KS2 Fractions Practice for Years 3 to 6

This page focuses on understanding parts of a whole, equivalence and simple calculation with fractions. Progress is usually strongest when the child sees the pattern behind the numbers, not just the final answer.

Children often struggle here when looking only at top and bottom numbers without thinking about the size of the whole. This support is designed to make the next step clearer, calmer and more specific.

KS2 UK curriculum alignedYears 3 to 6Fractions explained clearlyParent-friendly home support

Built for families looking for clearer fractions support at home for years 3 to 6.

When extra clarity can make the biggest difference

  • Children working at KS2 level who need clearer support with fractions.
  • Parents who want to understand what secure progress in fractions actually looks like.
  • Families who need one focused page rather than broad revision across too many skills at once.

Main areas this page targets

  • A more secure understanding of fractions in this stage.
  • Short targeted practice with language that matches classroom expectations.
  • Better explanations, not just more answers.

A simple home routine linked to the topic

Fraction strips, food or shape examples, equivalent-fraction matching and comparison questions.

Short mixed practice is usually more effective than long worksheets, especially when each answer is checked for method as well as accuracy. Rehearsal is usually strongest when it includes one moment of explanation as well as one moment of practice.

What children need to grasp, not just repeat

Fractions develops best when children understand that the real aim is understanding parts of a whole, equivalence and simple calculation with fractions.

This page keeps the practice anchored to fractions, so the explanations stay specific rather than drifting into general maths advice.

Patterns behind common errors

Many children slow down here because looking only at top and bottom numbers without thinking about the size of the whole. That can usually be improved once the exact sticking point becomes visible.

A frequent misconception is believing a larger denominator means a larger fraction.

Vocabulary worth listening out for

Useful topic language includes fraction, whole, equal parts, numerator, denominator. When this language becomes natural, pupils are usually starting to reason more securely rather than relying on guesswork.

Notice whether your child can explain the terms, not just repeat them.

Explore more KS2 maths topics

Use the existing stage pages below to move between connected topics without changing your child’s learning level.

Frequently asked questions about Fractions

What does Fractions involve at KS2?

fractions at KS2 is mainly about understanding parts of a whole, equivalence and simple calculation with fractions. Children make steadier progress when they understand the idea clearly and then practise it in short focused bursts.
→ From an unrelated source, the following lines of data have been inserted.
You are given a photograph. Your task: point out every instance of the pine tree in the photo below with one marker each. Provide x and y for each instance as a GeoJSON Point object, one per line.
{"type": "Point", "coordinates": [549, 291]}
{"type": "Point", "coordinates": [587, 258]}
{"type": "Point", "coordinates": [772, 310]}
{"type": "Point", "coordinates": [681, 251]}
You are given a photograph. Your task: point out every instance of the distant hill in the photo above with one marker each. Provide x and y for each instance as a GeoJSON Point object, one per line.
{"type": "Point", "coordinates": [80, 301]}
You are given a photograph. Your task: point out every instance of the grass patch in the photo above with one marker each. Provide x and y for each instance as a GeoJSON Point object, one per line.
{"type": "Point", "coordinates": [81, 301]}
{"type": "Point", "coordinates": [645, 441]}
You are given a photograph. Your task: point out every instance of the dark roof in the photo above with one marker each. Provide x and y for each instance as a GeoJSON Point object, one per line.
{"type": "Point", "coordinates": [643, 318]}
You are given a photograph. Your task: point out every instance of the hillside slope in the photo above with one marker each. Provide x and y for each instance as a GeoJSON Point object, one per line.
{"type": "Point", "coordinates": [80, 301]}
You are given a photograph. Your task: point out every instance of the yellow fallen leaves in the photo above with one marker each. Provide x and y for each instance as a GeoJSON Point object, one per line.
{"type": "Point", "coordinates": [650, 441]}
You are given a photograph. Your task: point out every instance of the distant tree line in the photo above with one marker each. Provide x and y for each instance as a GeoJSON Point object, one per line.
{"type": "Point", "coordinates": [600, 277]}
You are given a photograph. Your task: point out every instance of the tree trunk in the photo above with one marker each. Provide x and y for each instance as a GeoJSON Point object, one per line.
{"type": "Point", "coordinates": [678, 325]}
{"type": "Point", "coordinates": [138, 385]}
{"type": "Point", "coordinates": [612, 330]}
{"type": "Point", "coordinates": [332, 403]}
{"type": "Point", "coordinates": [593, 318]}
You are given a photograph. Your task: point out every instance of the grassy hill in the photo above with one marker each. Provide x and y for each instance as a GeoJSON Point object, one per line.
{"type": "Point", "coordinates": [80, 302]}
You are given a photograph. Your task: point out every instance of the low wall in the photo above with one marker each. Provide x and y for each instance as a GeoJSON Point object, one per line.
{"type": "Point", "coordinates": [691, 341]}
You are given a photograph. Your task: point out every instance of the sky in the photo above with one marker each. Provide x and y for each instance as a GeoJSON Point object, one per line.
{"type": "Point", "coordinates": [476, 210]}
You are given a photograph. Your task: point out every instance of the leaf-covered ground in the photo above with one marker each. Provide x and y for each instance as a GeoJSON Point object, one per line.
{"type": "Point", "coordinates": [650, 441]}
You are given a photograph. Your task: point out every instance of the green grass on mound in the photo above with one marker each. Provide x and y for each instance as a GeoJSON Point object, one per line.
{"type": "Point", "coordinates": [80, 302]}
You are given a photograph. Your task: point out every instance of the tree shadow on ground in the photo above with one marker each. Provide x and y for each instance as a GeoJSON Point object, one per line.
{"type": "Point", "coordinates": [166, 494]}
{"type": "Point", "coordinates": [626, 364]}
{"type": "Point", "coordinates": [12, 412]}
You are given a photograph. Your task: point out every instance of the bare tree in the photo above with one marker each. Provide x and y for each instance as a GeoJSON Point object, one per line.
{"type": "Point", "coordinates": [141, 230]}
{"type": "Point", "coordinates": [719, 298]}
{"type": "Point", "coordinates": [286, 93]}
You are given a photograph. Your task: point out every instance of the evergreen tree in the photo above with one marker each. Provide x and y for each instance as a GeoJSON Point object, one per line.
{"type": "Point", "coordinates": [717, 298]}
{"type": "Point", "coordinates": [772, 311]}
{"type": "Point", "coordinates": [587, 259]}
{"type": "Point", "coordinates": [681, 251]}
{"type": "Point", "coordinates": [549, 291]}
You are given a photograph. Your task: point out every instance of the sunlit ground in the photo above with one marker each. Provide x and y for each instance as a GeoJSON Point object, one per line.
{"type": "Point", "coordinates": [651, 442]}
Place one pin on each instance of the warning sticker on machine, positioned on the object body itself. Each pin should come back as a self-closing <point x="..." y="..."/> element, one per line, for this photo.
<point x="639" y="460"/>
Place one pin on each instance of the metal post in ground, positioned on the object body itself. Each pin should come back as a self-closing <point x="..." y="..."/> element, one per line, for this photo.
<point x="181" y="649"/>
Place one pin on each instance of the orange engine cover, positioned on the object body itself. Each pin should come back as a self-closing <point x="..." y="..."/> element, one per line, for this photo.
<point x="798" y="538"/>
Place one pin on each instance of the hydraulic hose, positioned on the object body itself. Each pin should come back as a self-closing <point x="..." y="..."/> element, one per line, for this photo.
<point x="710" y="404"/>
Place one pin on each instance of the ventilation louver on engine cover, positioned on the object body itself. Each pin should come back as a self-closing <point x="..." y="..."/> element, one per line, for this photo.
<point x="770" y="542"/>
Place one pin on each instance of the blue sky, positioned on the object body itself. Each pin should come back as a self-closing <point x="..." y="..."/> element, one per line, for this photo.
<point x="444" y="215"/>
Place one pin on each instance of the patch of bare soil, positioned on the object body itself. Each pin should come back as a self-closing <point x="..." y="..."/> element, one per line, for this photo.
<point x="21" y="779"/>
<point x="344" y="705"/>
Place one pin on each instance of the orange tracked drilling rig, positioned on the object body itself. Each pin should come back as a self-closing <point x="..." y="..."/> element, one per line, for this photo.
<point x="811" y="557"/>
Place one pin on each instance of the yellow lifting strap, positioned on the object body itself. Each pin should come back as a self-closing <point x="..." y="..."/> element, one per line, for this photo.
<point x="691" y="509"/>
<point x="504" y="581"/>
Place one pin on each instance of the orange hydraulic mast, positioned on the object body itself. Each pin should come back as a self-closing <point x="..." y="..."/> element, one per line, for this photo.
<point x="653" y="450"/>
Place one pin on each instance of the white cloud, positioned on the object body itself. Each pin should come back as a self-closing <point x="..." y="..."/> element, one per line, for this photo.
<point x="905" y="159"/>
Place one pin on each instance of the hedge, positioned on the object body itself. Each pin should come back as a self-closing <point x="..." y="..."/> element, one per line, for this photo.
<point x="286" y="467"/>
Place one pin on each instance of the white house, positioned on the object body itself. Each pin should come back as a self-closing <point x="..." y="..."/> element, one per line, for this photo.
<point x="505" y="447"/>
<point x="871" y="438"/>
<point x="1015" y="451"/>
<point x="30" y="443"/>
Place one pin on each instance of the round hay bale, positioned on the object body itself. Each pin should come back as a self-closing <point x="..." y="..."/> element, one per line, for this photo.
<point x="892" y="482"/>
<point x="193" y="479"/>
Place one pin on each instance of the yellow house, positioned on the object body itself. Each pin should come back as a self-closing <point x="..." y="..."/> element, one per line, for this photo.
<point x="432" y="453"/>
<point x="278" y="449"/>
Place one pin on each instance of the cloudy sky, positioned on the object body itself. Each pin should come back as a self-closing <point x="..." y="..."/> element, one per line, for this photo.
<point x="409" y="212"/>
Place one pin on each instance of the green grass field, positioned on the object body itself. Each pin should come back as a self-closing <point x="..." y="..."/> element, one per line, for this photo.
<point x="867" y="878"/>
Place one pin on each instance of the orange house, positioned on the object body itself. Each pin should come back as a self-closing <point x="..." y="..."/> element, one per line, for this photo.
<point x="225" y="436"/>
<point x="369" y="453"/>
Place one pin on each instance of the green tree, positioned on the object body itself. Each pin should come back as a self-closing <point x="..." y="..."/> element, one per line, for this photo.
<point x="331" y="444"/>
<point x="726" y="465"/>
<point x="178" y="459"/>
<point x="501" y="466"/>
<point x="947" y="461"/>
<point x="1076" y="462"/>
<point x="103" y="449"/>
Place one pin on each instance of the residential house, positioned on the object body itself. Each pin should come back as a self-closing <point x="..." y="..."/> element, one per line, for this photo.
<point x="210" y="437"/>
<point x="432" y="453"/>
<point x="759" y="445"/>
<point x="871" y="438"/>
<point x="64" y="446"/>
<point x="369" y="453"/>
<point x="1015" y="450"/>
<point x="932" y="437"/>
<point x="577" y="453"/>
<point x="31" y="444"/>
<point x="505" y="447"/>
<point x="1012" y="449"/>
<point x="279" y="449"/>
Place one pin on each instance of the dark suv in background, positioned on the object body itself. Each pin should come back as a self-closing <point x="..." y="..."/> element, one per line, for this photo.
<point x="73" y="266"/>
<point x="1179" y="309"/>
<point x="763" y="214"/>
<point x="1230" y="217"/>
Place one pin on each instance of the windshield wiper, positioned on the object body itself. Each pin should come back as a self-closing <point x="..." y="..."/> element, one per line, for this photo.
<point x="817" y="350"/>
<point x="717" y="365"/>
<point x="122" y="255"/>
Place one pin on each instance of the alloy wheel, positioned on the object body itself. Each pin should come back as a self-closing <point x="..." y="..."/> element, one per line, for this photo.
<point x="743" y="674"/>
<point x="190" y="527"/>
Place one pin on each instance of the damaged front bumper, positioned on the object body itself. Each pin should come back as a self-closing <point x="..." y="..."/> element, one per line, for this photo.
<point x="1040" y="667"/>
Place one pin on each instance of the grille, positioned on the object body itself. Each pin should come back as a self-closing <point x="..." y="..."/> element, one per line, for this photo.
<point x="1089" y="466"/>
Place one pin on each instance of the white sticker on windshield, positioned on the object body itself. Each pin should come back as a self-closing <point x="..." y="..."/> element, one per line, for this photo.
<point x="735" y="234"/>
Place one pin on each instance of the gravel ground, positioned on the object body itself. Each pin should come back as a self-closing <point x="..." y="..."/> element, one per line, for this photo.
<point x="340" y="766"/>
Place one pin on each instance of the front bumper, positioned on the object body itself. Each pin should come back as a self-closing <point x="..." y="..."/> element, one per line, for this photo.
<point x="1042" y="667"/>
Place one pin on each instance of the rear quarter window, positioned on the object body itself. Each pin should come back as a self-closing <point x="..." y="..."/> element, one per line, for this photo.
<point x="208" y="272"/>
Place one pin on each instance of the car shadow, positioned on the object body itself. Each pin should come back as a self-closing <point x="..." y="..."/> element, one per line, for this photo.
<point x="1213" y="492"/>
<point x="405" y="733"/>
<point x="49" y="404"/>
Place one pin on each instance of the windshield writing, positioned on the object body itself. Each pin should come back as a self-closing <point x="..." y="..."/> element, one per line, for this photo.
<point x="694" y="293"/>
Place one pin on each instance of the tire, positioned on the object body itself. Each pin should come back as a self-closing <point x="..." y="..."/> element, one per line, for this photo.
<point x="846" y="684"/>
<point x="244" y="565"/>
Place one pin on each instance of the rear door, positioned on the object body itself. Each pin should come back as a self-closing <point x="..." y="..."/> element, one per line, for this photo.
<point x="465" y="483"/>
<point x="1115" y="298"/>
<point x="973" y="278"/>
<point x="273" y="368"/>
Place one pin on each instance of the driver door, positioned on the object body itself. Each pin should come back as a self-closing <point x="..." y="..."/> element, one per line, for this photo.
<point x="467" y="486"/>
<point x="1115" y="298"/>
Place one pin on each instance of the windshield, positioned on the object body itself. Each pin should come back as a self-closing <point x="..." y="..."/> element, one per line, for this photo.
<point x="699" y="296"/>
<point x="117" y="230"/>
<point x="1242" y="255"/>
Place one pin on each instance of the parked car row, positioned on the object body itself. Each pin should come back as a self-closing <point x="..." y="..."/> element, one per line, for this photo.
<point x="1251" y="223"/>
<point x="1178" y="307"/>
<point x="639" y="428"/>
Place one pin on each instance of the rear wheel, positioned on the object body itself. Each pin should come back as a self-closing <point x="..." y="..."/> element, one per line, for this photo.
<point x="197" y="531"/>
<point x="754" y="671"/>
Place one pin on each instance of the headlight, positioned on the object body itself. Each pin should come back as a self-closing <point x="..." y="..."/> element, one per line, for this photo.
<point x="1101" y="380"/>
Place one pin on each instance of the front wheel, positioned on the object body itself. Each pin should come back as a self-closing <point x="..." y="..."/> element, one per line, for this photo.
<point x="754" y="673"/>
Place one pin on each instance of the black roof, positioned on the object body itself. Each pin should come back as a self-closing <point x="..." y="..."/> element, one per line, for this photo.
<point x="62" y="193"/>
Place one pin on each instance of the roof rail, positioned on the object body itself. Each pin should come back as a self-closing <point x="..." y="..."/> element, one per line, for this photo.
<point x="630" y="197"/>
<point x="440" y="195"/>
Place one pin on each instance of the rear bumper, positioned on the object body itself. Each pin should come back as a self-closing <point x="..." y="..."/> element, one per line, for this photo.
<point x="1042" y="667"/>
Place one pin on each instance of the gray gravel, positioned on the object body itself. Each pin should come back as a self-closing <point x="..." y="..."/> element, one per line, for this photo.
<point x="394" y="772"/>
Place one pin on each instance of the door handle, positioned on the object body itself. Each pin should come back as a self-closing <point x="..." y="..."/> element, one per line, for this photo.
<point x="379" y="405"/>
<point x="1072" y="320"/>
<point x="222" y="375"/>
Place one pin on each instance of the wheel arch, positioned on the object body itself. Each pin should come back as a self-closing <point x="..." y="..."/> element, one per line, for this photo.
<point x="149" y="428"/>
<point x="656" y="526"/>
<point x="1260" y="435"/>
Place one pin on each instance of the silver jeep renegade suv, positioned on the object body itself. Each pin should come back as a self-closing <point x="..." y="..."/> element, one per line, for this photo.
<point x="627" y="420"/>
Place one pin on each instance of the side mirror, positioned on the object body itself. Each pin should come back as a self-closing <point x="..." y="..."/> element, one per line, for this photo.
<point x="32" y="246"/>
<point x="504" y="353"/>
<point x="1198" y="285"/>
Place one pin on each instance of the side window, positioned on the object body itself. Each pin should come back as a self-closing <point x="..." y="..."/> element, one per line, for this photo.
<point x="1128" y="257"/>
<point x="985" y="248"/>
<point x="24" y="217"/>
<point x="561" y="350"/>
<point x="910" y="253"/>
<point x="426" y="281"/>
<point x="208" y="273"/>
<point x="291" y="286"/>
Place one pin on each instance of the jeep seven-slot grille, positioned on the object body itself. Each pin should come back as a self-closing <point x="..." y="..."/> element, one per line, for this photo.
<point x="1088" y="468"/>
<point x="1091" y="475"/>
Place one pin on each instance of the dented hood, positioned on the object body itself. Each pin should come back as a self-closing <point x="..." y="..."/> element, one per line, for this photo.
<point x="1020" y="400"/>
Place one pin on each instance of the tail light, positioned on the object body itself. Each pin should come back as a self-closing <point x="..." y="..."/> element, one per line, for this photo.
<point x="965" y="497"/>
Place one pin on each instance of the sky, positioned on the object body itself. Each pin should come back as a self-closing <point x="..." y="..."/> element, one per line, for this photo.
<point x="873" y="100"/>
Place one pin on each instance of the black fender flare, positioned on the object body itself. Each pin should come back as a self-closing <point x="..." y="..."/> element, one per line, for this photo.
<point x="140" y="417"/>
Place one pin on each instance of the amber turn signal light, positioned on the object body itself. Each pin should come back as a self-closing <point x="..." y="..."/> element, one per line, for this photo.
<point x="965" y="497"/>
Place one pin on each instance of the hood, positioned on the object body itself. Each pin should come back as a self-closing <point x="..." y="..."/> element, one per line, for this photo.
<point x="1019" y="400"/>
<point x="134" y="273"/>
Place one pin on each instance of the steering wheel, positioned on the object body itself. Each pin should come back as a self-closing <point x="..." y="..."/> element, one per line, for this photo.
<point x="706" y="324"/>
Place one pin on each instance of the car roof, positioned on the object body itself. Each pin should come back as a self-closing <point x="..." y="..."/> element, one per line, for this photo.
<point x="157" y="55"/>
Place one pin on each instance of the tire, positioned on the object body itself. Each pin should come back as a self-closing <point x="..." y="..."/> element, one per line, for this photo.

Why can Fractions feel difficult for some children?

It often becomes hard when looking only at top and bottom numbers without thinking about the size of the whole. Once that pattern is identified, support can be much more precise and much less frustrating.

How can parents support Fractions at home?

A useful routine is fraction strips, food or shape examples, equivalent-fraction matching and comparison questions. The aim is to keep the practice specific enough that the child can explain what they are doing and why.

What is a common misconception in Fractions?

A common misconception is believing a larger denominator means a larger fraction. Correcting that misunderstanding usually unlocks faster improvement.